Fusion CDT students, Jack Haley and Robbie Abernethy, recently attended the MINOS conference at CEA Cadarache Research Centre on Flux and Dose effects in Nuclear Materials. Cadarache should be a familiar place to anyone interested in Fusion – it is the home of ITER! The conference actually took place directly opposite the building site of ITER.

Robbie and Jack both study radiation damage in materials that might be used in a future nuclear device, such as DEMO. A big problem in this field is correlating radiation dose with the damage because there are a wide variety of variables that influence this damage. Some of these can be controlled, some cannot. This conference aimed to look at the work researchers from CEA and many other institutions around the world have been conducting related to flux or dose effects.

Highlights from this conference included a fascinating talk by Ian Robertson of the University of Wisconsin, USA. Robertson’s talk was entitled “Dislocation Grain Boundary Interactions in Irradiated Metals”. In this, he presented his observations of how dislocations migrate across grain boundaries with video recordings captured in a Transmission Electron Microscope, and with electron tomography 3D reconstructions of the dislocations.

Another impressive talk was from Kazuhiro Yasuda from Kyusha University, Japan, which was entitled “Structure of Defects and Microstructure Evolution in Oxide Ceramics”. Yasuda displayed atomic resolution TEM images of single cascades in his materials. Observation of such a small scale event is exciting as it brings us closer to the scale at which simulations can model radiation damage events.
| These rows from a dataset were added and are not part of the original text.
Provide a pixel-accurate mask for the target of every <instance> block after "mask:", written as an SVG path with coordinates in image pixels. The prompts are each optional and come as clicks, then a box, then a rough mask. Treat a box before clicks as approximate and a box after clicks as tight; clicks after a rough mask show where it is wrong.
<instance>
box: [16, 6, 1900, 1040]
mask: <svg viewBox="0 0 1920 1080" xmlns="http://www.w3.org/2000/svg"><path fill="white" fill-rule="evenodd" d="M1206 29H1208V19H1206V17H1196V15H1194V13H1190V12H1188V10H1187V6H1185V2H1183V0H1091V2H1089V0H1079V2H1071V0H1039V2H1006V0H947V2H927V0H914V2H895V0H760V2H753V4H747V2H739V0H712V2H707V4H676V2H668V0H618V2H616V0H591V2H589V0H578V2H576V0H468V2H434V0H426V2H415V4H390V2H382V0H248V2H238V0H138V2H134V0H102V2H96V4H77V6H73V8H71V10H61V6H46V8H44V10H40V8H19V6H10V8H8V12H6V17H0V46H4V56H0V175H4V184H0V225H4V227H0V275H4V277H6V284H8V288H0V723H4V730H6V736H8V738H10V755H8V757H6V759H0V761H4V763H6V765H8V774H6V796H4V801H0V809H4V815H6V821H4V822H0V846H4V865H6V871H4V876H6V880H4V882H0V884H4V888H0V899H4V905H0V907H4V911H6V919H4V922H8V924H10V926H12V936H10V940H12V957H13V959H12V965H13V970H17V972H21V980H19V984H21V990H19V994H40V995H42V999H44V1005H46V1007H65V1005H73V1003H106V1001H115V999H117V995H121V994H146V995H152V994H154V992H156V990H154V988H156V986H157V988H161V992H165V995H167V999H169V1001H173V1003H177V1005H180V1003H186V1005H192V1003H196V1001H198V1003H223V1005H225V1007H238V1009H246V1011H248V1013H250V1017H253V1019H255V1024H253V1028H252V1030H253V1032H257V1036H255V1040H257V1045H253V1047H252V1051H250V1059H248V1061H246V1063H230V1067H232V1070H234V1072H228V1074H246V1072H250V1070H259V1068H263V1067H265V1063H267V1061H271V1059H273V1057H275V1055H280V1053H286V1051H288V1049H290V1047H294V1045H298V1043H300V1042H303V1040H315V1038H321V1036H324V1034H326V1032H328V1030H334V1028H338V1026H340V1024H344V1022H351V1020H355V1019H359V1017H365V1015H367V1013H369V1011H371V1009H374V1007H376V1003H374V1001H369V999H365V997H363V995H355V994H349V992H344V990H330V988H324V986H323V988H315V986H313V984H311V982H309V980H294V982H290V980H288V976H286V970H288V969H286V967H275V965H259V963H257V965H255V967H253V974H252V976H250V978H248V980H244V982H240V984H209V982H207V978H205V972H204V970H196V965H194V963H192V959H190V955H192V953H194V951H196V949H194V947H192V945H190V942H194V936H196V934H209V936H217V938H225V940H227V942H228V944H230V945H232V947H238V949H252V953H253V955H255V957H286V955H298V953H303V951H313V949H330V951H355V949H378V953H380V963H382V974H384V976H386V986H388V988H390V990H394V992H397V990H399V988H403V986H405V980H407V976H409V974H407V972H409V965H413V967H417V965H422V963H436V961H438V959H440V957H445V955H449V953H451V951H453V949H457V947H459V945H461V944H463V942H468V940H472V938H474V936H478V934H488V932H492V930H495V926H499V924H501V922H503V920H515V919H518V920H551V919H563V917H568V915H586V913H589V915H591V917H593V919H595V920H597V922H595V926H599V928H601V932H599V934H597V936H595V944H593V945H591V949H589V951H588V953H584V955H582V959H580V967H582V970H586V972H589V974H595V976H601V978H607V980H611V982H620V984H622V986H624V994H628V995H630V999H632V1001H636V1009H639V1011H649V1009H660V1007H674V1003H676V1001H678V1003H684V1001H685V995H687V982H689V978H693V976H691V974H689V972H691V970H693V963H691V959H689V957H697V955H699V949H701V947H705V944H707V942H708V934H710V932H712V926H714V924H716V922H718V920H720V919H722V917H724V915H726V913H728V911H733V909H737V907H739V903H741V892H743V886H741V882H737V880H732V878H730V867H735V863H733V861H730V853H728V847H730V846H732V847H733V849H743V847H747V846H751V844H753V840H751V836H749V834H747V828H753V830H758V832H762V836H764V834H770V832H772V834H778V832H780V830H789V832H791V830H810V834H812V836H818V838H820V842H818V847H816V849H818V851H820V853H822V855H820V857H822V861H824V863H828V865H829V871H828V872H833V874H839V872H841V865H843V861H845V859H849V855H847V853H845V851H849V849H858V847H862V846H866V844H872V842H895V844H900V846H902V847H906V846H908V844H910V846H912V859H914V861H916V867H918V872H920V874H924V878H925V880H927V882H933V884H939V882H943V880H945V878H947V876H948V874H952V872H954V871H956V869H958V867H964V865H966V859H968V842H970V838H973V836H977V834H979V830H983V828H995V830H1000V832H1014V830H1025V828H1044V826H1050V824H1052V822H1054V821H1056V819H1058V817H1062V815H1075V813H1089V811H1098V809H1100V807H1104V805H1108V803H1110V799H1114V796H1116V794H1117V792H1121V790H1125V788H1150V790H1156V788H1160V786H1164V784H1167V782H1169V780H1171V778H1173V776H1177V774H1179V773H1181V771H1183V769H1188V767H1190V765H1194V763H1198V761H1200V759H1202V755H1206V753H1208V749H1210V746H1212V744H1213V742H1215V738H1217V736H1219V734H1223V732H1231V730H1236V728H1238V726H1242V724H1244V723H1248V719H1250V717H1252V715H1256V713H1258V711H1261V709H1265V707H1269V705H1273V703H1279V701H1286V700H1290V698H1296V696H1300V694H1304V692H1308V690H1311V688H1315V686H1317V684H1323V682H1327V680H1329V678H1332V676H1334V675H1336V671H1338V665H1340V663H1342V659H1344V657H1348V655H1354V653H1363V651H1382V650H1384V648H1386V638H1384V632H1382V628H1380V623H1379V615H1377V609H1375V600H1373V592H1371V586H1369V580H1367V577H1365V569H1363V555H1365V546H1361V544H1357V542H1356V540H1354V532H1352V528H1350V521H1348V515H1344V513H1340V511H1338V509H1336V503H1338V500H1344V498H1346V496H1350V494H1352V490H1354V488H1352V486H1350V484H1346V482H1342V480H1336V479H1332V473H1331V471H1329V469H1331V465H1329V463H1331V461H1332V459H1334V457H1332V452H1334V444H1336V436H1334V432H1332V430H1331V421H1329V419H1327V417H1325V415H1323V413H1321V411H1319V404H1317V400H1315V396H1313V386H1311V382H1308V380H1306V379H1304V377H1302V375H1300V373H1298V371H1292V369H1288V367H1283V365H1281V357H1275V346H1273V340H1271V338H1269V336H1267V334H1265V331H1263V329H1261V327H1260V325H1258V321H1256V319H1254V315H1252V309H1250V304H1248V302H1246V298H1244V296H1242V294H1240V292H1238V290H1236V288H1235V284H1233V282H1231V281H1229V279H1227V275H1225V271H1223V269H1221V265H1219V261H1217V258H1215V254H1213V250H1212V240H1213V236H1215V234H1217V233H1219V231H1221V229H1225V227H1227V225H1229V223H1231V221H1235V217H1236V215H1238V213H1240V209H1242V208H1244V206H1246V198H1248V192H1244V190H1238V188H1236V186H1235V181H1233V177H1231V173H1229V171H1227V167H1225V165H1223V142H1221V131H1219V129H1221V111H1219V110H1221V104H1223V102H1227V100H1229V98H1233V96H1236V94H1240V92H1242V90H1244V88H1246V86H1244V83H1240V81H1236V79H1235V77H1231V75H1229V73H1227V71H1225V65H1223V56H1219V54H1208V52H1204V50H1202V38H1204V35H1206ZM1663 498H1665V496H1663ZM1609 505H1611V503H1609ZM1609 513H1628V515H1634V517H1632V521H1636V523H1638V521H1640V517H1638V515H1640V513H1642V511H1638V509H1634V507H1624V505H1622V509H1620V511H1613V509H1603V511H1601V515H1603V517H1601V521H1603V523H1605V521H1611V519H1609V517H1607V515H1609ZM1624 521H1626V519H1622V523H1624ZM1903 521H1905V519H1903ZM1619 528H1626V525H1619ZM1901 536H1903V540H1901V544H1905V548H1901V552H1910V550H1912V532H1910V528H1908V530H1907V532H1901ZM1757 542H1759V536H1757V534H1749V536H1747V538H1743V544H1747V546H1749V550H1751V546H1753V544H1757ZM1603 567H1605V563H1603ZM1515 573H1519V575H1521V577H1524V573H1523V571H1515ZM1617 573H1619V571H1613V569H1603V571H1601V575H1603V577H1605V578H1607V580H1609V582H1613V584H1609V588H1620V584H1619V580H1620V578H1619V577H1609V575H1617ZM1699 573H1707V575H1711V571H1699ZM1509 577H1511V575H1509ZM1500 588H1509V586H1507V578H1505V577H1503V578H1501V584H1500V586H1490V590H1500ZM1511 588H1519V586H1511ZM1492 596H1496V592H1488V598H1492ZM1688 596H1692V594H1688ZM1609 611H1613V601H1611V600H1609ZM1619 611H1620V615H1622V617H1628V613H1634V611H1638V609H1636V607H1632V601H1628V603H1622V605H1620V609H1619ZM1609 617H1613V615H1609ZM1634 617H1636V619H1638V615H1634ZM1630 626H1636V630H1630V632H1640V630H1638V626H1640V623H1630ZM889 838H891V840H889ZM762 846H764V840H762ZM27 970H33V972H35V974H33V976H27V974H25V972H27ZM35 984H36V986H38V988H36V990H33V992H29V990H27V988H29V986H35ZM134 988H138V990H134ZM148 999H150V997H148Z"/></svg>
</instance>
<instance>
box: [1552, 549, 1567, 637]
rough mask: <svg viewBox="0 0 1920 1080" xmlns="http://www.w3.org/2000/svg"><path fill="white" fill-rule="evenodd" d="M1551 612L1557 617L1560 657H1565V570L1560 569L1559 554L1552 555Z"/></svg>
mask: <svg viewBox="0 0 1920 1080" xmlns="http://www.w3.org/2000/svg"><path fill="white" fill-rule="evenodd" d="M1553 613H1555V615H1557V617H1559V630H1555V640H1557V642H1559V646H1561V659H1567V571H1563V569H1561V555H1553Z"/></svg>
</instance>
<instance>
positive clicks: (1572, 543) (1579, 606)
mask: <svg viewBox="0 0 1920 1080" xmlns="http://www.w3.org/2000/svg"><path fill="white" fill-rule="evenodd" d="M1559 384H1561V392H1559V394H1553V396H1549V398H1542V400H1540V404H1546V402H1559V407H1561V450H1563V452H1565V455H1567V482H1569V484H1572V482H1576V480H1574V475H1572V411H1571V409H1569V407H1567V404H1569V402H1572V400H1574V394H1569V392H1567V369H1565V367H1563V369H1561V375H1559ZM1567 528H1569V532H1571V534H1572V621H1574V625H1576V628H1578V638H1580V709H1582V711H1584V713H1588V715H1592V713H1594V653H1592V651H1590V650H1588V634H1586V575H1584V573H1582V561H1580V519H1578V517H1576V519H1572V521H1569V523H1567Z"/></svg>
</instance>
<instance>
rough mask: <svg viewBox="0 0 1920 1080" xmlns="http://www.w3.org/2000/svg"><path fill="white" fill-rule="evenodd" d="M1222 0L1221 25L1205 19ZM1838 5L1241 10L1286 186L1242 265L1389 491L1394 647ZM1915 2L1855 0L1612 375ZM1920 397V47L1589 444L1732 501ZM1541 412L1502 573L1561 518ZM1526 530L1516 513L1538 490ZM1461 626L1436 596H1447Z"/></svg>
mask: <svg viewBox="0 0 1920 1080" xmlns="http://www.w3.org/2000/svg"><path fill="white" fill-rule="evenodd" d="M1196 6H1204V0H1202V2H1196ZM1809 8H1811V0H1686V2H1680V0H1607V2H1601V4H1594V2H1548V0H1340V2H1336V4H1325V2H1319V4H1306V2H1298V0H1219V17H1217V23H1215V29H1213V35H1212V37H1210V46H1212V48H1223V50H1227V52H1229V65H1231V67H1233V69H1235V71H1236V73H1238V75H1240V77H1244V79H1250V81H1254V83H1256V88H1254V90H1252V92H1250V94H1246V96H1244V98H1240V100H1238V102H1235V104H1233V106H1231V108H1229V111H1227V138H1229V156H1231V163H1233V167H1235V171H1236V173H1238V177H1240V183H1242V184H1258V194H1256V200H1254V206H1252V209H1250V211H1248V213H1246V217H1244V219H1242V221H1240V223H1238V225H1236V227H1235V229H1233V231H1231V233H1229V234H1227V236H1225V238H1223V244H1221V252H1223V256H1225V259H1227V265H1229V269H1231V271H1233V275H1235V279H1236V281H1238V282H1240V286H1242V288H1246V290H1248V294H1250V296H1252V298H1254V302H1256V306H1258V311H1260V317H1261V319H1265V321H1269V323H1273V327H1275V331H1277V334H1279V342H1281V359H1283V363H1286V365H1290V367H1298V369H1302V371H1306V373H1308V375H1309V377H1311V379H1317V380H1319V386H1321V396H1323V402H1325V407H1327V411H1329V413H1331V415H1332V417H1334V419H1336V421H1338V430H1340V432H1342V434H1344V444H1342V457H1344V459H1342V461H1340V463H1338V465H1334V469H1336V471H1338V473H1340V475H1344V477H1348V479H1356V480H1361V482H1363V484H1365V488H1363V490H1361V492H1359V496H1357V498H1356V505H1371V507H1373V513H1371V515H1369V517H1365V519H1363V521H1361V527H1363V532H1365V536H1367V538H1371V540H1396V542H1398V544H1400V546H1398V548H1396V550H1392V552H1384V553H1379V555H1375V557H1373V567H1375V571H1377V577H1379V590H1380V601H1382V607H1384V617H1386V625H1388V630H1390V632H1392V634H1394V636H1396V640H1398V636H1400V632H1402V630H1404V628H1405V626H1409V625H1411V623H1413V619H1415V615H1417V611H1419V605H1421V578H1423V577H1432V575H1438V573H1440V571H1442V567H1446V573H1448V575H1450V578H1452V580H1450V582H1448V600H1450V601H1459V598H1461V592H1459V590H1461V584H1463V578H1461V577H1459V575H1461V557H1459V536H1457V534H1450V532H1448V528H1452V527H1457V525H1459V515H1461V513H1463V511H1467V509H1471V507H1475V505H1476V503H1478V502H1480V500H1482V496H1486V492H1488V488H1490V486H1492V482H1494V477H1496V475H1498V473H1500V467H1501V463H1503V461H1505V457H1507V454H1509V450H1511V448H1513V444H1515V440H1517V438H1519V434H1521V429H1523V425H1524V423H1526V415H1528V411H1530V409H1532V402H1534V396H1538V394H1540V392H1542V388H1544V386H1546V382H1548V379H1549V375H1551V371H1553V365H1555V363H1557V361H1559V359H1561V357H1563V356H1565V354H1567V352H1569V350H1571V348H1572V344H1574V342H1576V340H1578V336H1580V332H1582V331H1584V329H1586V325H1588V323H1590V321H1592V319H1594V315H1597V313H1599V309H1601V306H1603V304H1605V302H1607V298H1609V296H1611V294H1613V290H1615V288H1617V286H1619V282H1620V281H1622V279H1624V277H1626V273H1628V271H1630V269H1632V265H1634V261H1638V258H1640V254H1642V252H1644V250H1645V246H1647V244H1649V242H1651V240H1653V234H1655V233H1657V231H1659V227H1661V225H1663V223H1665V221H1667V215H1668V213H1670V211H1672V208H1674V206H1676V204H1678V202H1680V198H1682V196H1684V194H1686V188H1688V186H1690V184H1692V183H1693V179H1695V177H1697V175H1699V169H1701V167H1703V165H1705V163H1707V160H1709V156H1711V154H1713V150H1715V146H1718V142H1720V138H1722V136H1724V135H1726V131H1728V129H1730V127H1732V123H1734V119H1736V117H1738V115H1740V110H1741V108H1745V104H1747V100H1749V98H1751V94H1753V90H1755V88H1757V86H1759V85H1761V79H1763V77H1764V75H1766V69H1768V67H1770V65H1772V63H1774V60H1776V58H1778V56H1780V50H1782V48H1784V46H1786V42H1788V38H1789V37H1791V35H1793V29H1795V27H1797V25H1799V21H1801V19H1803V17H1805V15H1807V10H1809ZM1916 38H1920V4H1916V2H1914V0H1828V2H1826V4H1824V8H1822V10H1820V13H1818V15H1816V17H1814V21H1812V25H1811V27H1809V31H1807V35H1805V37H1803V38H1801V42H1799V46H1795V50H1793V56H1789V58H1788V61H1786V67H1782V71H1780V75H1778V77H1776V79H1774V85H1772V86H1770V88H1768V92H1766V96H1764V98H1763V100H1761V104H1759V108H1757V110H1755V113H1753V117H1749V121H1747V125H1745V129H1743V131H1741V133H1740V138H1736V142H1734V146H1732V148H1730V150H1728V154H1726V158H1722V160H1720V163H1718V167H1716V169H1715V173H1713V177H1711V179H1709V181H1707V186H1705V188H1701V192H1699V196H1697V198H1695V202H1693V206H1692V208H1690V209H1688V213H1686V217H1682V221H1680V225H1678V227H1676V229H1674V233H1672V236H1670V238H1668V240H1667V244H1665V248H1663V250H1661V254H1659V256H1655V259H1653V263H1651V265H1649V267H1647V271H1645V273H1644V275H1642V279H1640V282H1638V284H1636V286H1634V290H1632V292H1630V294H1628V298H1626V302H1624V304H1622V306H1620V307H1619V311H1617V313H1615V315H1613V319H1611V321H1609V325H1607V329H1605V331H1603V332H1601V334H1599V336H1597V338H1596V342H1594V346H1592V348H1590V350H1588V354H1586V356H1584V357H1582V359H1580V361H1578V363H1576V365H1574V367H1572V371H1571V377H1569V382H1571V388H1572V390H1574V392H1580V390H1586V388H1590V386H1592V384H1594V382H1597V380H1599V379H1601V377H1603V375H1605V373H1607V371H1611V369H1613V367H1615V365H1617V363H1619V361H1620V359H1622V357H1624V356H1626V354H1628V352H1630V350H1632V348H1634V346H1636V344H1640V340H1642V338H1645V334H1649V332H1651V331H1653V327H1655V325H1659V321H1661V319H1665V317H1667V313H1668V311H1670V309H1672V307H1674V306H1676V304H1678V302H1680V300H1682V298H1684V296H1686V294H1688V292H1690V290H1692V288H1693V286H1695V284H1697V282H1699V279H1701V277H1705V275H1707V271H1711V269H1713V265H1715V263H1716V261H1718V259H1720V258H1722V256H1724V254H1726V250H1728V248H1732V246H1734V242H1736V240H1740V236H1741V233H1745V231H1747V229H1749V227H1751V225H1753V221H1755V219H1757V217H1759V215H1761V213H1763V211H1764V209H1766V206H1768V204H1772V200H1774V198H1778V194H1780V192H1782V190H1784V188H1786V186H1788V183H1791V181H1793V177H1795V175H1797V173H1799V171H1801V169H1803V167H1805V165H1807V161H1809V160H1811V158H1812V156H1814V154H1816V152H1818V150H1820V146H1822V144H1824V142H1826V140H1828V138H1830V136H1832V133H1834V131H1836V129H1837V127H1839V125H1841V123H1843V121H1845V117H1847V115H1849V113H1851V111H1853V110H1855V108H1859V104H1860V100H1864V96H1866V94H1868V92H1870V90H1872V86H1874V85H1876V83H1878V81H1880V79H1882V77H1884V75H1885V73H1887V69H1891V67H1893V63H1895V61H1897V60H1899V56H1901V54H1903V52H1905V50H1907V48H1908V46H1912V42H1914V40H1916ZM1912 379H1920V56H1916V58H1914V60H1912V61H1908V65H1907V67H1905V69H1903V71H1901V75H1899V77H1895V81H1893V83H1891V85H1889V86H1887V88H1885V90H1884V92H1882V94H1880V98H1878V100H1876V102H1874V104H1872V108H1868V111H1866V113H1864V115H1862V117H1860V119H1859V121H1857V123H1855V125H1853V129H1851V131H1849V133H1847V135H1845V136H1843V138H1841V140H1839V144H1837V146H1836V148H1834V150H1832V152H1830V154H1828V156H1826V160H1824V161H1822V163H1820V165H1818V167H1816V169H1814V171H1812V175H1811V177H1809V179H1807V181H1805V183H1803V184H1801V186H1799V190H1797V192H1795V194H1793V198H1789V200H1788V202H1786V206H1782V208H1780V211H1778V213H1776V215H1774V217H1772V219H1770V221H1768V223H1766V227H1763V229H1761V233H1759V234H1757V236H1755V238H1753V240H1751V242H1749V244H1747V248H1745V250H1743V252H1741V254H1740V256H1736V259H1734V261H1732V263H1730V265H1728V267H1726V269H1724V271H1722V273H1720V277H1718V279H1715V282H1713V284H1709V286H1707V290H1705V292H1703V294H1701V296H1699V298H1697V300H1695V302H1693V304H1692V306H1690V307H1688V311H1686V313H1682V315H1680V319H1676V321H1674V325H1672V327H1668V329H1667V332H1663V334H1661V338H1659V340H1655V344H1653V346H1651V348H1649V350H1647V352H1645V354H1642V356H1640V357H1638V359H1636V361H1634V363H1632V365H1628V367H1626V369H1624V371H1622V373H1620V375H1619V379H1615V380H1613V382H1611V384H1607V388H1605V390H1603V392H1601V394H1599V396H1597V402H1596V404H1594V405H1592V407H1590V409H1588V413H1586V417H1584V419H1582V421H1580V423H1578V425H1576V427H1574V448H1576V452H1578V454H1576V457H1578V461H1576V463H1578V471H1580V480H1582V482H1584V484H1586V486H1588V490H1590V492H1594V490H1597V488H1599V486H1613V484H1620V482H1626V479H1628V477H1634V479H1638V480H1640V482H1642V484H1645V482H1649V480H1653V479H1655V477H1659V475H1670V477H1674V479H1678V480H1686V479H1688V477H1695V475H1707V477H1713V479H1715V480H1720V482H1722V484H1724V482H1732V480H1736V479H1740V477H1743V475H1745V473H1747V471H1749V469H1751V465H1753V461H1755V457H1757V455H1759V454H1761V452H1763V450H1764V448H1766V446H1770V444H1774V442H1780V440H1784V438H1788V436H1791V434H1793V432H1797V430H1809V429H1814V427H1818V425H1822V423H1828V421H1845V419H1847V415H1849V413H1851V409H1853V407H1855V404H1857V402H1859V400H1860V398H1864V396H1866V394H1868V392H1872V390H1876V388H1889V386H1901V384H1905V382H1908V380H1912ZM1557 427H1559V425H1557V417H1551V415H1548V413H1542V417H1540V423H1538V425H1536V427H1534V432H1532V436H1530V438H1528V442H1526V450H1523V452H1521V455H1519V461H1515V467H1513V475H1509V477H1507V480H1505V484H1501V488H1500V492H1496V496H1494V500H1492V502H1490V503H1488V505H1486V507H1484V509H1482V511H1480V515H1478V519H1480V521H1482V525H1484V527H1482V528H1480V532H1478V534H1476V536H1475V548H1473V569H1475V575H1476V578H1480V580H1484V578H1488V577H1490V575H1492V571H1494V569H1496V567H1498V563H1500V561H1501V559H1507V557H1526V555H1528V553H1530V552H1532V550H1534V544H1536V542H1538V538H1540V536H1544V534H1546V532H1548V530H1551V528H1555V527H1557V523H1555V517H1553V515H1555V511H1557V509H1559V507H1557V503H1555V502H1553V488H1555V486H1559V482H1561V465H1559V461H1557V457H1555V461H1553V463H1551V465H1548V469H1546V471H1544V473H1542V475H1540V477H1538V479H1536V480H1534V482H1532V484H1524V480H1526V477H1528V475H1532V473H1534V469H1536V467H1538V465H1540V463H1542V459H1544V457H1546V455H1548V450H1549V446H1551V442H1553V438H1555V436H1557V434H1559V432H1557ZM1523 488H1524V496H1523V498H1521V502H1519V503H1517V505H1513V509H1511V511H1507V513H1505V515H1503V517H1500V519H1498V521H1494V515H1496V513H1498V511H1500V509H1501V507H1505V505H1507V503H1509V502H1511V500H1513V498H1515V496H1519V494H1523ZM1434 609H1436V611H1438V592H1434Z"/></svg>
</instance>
The final day of the conference involved a tour of the Jules Horowitz Reactor (JHR), a new Materials testing fission reactor currently being built on the CEA Cadarache site. The tour was quite extensive, involving going into the containment building and looking down into the reactor pool. The JHR is the first materials testing reactor to be built in Europe for over 45 years, and is set to replace many aging test reactors that are scheduled to close in the next few years.